Nature Communications ( IF 14.7 ) Pub Date : 2024-11-19 , DOI: 10.1038/s41467-024-54365-0 Wenhui Li, Xianyue Jiang, Wuke Wang, Liya Hou, Runze Cai, Yongqian Li, Qiuxi Gu, Qinchang Chen, Peixiang Ma, Jin Tang, Menghao Guo, Guohui Chuai, Xingxu Huang, Jun Zhang, Qi Liu
The discovery of CRISPR-Cas systems has paved the way for advanced gene editing tools. However, traditional Cas discovery methods relying on sequence similarity may miss distant homologs and aren’t suitable for functional recognition. With protein large language models (LLMs) evolving, there is potential for Cas system modeling without extensive training data. Here, we introduce CHOOSER (Cas HOmlog Observing and SElf-processing scReening), an AI framework for alignment-free discovery of CRISPR-Cas systems with self-processing pre-crRNA capability using protein foundation models. By using CHOOSER, we identify 11 Casλ homologs, nearly doubling the known catalog. Notably, one homolog, EphcCasλ, is experimentally validated for self-processing pre-crRNA, DNA cleavage, and trans-cleavage, showing promise for CRISPR-based pathogen detection. This study highlights an innovative approach for discovering CRISPR-Cas systems with specific functions, emphasizing their potential in gene editing.
中文翻译:
通过基础模型发现具有自加工前 crRNA 能力的 CRISPR-Cas 系统
CRISPR-Cas 系统的发现为先进的基因编辑工具铺平了道路。
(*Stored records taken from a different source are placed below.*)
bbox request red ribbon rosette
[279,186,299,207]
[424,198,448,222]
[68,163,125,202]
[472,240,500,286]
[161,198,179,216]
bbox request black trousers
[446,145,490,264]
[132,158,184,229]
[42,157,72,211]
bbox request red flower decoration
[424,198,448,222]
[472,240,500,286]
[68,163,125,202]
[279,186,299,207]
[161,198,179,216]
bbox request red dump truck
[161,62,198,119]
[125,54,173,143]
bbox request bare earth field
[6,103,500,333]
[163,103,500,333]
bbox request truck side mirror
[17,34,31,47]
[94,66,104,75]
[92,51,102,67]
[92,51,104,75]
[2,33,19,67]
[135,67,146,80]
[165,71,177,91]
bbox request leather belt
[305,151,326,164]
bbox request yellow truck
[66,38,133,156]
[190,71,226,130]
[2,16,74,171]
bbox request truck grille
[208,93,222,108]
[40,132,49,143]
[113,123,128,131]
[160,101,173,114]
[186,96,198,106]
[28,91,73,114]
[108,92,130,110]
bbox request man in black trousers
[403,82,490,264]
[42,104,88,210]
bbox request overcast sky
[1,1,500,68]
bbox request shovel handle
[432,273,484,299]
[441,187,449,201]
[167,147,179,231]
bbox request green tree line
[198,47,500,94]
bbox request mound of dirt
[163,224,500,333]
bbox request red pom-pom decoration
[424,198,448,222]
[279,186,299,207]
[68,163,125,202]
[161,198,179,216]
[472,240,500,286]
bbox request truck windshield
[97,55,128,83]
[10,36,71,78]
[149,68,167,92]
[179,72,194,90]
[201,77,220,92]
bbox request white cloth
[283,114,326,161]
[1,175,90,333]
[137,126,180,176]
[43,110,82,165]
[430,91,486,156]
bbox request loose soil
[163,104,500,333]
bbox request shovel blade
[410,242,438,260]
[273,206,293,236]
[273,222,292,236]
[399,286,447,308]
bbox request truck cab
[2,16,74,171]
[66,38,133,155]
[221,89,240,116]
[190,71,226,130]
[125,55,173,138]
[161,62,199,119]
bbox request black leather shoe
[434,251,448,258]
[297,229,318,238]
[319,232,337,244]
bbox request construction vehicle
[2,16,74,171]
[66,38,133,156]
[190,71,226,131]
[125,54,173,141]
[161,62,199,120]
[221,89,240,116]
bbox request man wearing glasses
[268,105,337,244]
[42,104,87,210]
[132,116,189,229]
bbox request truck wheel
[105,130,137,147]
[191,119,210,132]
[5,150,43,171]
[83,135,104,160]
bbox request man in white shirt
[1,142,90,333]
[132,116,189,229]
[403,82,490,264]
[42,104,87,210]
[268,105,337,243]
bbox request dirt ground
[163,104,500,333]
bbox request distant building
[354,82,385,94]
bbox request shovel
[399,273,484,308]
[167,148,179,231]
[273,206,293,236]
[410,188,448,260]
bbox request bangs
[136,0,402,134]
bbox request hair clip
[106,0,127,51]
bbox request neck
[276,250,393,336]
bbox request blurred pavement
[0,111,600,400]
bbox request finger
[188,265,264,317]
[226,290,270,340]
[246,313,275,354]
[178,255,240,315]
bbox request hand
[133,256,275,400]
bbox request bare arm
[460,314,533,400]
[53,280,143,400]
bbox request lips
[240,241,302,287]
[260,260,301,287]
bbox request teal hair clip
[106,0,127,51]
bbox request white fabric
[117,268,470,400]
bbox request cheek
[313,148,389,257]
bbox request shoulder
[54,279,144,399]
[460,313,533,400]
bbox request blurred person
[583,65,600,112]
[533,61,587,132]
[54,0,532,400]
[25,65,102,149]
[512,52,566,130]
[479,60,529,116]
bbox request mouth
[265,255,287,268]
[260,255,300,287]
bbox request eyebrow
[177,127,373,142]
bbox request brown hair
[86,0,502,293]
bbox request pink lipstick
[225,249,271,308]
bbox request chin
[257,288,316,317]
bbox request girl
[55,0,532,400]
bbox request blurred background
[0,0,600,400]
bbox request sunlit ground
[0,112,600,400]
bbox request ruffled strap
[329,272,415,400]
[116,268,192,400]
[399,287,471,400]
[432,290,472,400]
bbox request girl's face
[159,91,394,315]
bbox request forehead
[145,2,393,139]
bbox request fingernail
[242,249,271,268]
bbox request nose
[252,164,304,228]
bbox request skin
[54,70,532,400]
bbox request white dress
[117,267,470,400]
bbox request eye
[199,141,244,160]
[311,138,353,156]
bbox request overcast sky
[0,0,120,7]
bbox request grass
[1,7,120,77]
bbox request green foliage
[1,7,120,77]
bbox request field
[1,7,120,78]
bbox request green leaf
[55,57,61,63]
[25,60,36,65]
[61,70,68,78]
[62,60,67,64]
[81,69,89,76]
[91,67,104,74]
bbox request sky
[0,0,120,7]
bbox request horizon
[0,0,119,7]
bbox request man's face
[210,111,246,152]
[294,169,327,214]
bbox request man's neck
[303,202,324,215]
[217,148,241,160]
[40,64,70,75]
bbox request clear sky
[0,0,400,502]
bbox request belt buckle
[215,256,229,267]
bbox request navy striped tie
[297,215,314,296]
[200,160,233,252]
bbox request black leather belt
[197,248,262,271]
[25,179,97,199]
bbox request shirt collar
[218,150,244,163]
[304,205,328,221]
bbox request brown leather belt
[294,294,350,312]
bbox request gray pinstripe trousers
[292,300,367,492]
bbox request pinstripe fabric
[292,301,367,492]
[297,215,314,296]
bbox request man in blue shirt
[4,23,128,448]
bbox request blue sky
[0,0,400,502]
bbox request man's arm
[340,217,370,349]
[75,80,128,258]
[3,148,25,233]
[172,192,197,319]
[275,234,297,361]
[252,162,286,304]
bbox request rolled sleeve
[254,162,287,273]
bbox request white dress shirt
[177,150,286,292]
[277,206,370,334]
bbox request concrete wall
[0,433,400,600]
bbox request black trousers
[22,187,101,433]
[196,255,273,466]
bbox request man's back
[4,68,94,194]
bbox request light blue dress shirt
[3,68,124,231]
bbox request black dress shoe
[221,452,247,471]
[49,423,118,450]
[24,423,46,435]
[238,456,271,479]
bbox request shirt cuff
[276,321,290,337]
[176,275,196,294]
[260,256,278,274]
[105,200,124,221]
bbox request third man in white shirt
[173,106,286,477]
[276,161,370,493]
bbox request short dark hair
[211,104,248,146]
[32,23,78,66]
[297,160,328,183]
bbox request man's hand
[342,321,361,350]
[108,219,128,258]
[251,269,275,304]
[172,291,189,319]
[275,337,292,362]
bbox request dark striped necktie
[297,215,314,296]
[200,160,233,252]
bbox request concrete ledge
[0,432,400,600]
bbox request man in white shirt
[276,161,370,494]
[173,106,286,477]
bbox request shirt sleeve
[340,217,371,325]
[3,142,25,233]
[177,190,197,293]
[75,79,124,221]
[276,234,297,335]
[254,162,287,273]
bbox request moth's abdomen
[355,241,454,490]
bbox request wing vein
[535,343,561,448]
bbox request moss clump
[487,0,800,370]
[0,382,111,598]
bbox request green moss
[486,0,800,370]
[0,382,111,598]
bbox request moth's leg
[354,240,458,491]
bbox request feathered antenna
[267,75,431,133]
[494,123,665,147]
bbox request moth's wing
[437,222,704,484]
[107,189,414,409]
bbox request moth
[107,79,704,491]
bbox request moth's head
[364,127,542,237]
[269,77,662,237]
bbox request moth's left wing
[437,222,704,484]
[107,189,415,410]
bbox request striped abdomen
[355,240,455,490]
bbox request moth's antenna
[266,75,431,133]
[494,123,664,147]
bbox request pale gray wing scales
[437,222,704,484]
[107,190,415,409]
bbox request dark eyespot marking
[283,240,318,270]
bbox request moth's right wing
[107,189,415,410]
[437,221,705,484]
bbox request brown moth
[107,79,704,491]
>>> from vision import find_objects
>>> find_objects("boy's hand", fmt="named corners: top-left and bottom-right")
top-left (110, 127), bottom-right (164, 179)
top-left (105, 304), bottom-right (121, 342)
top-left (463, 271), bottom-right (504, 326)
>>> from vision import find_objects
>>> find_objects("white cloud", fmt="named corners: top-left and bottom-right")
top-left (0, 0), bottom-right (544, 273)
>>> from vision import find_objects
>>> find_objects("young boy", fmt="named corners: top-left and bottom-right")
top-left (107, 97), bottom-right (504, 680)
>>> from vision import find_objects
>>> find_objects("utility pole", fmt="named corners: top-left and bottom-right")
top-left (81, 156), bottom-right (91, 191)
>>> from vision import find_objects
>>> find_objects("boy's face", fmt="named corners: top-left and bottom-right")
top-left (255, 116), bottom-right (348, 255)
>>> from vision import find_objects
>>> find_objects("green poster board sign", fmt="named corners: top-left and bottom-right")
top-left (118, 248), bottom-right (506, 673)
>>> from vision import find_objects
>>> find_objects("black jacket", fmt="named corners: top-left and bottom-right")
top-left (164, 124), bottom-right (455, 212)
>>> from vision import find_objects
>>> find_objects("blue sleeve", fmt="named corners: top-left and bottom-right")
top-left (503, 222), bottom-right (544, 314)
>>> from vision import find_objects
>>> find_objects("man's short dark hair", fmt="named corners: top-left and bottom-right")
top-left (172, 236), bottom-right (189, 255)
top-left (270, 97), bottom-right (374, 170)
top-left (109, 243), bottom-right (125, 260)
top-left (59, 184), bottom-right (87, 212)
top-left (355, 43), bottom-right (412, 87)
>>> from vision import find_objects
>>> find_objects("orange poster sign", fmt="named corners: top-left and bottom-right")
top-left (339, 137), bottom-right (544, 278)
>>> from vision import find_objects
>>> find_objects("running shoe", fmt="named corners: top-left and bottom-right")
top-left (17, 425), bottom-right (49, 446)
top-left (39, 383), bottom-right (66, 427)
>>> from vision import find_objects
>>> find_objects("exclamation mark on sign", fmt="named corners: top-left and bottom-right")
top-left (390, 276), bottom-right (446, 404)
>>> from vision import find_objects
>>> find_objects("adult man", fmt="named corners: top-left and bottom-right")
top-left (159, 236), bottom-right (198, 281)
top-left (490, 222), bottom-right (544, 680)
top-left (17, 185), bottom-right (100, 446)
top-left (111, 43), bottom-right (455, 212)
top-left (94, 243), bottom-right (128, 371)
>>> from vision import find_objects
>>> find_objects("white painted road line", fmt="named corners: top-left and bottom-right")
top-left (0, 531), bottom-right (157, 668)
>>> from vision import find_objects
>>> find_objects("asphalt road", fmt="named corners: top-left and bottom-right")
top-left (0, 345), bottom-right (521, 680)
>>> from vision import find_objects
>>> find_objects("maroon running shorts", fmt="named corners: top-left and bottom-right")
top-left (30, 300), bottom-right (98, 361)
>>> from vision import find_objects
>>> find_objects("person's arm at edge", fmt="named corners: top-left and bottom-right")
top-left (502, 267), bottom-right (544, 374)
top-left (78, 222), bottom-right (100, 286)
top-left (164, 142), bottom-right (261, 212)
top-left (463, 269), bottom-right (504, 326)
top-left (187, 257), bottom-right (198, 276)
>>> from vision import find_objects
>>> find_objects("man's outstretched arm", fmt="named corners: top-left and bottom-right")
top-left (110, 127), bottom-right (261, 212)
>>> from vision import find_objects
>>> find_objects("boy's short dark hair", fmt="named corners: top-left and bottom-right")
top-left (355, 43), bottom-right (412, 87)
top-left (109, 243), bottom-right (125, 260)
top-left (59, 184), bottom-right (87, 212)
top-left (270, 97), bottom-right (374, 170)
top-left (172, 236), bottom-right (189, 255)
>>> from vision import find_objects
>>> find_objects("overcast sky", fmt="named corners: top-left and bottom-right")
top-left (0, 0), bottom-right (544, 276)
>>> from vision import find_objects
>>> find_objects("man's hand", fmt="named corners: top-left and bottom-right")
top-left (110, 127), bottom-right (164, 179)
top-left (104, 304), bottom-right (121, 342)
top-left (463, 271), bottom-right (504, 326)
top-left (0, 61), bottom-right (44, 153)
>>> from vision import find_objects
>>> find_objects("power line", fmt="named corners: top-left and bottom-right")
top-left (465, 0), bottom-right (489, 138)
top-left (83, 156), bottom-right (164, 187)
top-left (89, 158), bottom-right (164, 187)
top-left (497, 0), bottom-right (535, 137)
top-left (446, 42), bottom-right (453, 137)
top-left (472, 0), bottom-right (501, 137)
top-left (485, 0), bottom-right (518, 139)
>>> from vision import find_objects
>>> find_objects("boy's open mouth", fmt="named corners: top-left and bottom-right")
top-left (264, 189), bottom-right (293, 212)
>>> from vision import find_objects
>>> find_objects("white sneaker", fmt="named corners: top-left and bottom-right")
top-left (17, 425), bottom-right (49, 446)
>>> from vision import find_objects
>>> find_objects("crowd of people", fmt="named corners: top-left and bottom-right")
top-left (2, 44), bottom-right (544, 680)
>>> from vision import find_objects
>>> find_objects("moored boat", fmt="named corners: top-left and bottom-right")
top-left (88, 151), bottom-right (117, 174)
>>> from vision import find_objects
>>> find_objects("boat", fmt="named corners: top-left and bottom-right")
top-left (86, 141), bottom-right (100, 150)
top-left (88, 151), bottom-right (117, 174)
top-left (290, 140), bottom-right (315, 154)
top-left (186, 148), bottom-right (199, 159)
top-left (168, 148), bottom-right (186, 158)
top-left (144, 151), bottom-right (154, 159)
然而,依赖于序列相似性的传统 Cas 发现方法可能会错过远距离同源物,不适合功能识别。随着蛋白质大语言模型 (LLMs) 的发展,在没有大量训练数据的情况下,有可能进行 Cas 系统建模。在这里,我们介绍了 CHOOSER (Cas HOmlog Observing and SElf-processing scReening),这是一个 AI 框架,用于使用蛋白质基础模型对具有自加工前 crRNA 能力的 CRISPR-Cas 系统进行无比对发现。通过使用 CHOOSER,我们鉴定了 11 个 Casλ 同源物,几乎是已知目录的两倍。值得注意的是,一种同源物 EphcCasλ 在自加工前 crRNA、DNA 切割和反式切割方面进行了实验验证,显示出基于 CRISPR 的病原体检测的前景。本研究重点介绍了一种发现具有特定功能的 CRISPR-Cas 系统的创新方法,强调了它们在基因编辑中的潜力。